To understand the strength of associations among these transactions, the algorithm uses various metrics:
- Support helps to choose from billions of records only the most important and interesting itemsets for further analysis. You can even set a specific condition here, for example, analyze only itemsets that occur 40 times out of 12,000 transactions.
- Confidence tells us how likely a consequent is when the antecedent has occurred. Exemplifying it with products, — how likely it is for a user to buy a biography book of Agassi when they’ve already bought that of Sampras.
- Lift controls the consequent frequency to avoid a negative dependence or a substitution effect. A case in point: the rule may show a high confidence value for products that have a weak association. Lift takes into account the support of both antecedent and consequent to calculate the conditional probability and avoid such a fluke.
4. Markov chains
Last but not least, Markov chains are a common way to statistically model random processes. This method is used to describe a possible sequence of events (transitions) based solely on the process’ present state, independently from its full history.
Let’s assume our state space — a list of possible states — has two states: A and B. According to Markov chains, we get four potential transactions, with different probabilities of transitioning from one state to any other.
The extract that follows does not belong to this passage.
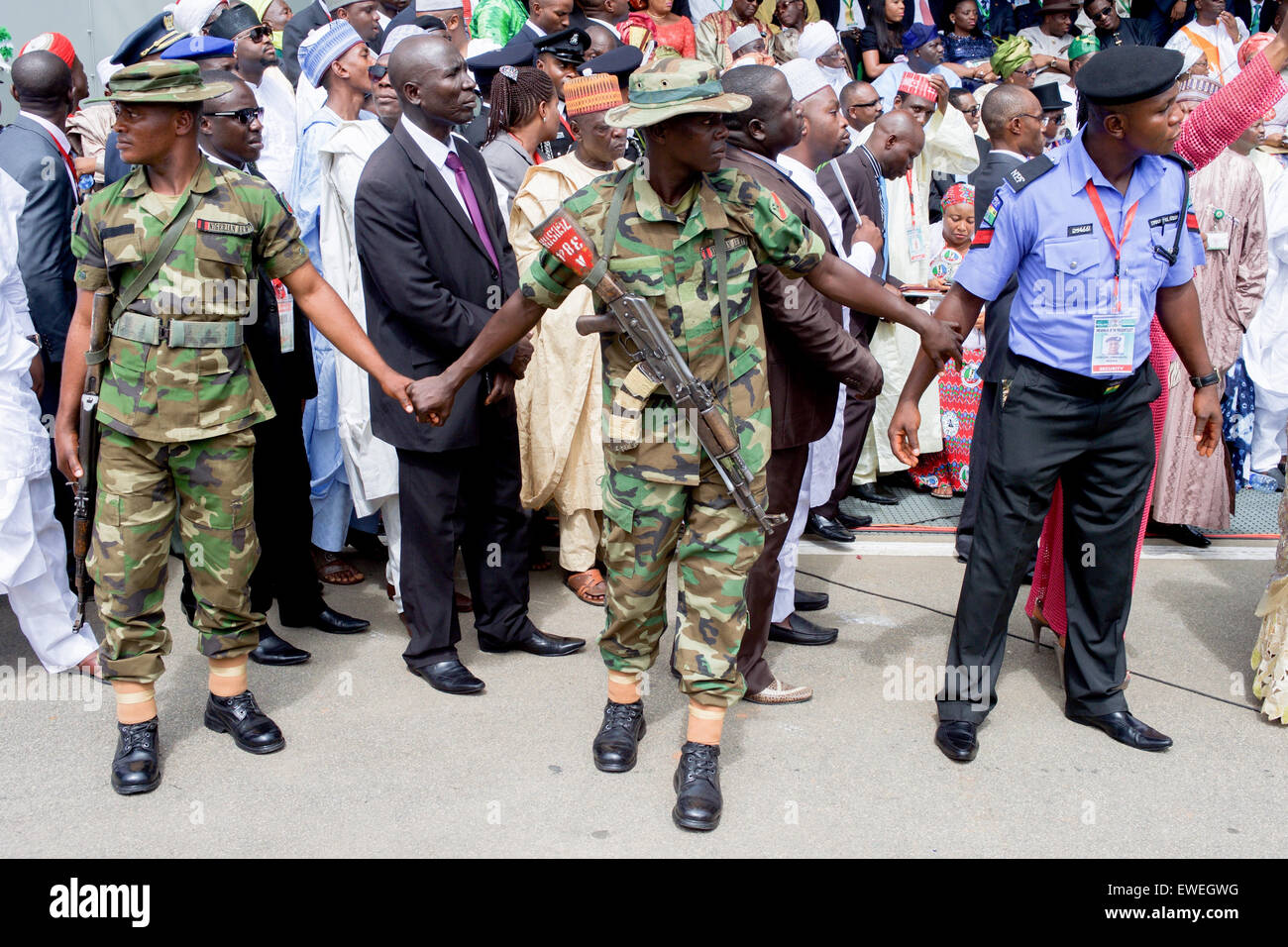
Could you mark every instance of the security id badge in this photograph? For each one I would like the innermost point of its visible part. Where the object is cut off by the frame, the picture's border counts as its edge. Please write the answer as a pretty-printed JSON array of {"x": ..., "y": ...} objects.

It stands to reason that the more current states you have, the more sequences of events are possible. To tally all transition probabilities, it’s handy to build a “transition matrix”.
Considering the fact that Markov chains make use of just real-time data without taking into account historical information, this method is not one-size-fits-all. An example of a good use case is PageRank, Google’s algorithm that determines the order of search results.
However, when building, for instance, an AI-driven recommendation engine, you’ll have to combine Markov chains with other ML methods, including the above-mentioned ones. To wit, Netflix uses a slew of ML approaches to provide users with hyper-personalized offerings.
Being in the loop about clustering, regression analysis, association rules, and Markov chains will certainly give you a leg-up when applying for a good data scientist job. Yet, it’s certainly not the full list of ML algorithms for prediction and personalization. Once you’re done with these ones, you can proceed to learning elastic nets, random forests, singular value decomposition, and others. But that’s a topic for another article.